The Filtering Action of the Valve.
Without going into too much detail at present, it may be explained that the valve functions by making use of those spare electrons, with which, as we stated. all conductors are supplied. It has been found that, when we heat any conductor in a vacuum, the electrons become loosened from its surface and start to take little walks out into the surrounding ether (be cause, of course, when we pump all the air out of a space, such as an electric lamp bulb, we do not disturb the contained ether). The number of electrons that leave in this way depends on the temperature to which we heat the conductor ; the higher the temperature, the larger the number of electrons. In the case of the ordinary electric lamp, the electrons, having proceeded a short distance, fall back again on to the filament. But if we have, inside the lamp, a plate of metal that can be connected to an outside source of positive electricity, then,. since electrons are really units of negative electricity, and since a positively charged body is one with a deficiency of electrons, the electrons emitted from the heated filament -will go straight to the plate, or, in Other, and common, electrical language, a current will travel across the vacuum from the plate to the filament.

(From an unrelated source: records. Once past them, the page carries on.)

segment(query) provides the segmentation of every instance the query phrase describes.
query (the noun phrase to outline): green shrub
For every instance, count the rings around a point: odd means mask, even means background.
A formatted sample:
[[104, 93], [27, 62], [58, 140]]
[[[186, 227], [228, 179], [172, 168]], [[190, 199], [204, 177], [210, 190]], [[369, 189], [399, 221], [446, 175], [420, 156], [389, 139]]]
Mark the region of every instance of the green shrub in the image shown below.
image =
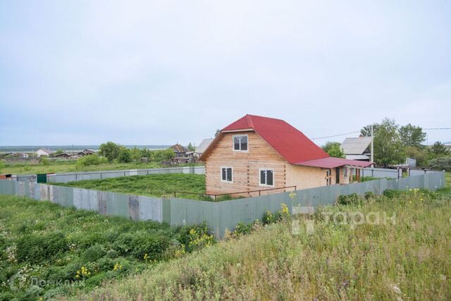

If, moreover, we also have, inside the lamp and between the filament and the plate, a spiral, or wire mesh, grid, then we shall find that, if we electrify this grid negatively, it -will prevent electrons from reaching the plate, however positive we make this latter, while, if we electrify the grid positively, it will assist the electron stream on its way to the plate. It will thus be seen that the grid allows us to control exactly the amount of current that will travel through the valve, and by suitable design the current so controlled
in the plate circuit can be several hundred times as great as the current needed to operate on the grid.
Valves are made in a variety of forms and sizes, and several are illustrated here. For reception they take about f ampere at 4 volts to heat the filament, and from 30-90 volts on the plate. For transmission they are much larger and require up to 8 amperes at 12 volts for the filament and 1,500 to 2,000 volts on the plate. In reception, they may he used in cascade— that is, the output from one valve may he made to operate the grid of a second, and so on—if the amplification obtained from one valve is not sufficient. For a transport receiver, for reasons that will appear later, we shall require at least four valves, and, therefore, we shall need an accumulator of from 60 to 80 amp.hours capacity.
As a source of high-tension current for the plates of the valves we can employ dry batteries of the pocket flashlamp variety, since the amount of h.-t. current taken, even by four valves, is extremely small. These may be had made up into 15-volt units, and, with care, will give good service for three months or more.
Headphones best for Transport Vehicles.
Lastly, we come to the telephones, and these do not differ materially from the ordinary pattern known to everybody, except that they are more carefully made and are far more sensitive. They are of two patterna —headphones, which consist of two watch receivers fastened to a headband so that they may be worn and leave the operator's hands free ; and loud-speakers, which consist of a single telephone with an extra big diaphragm and fitted with a horn something like a gramophone. Since the last-mentioned need much more energy than do the headphones to operate them, they will not, as a rule, be used on transport vehicles.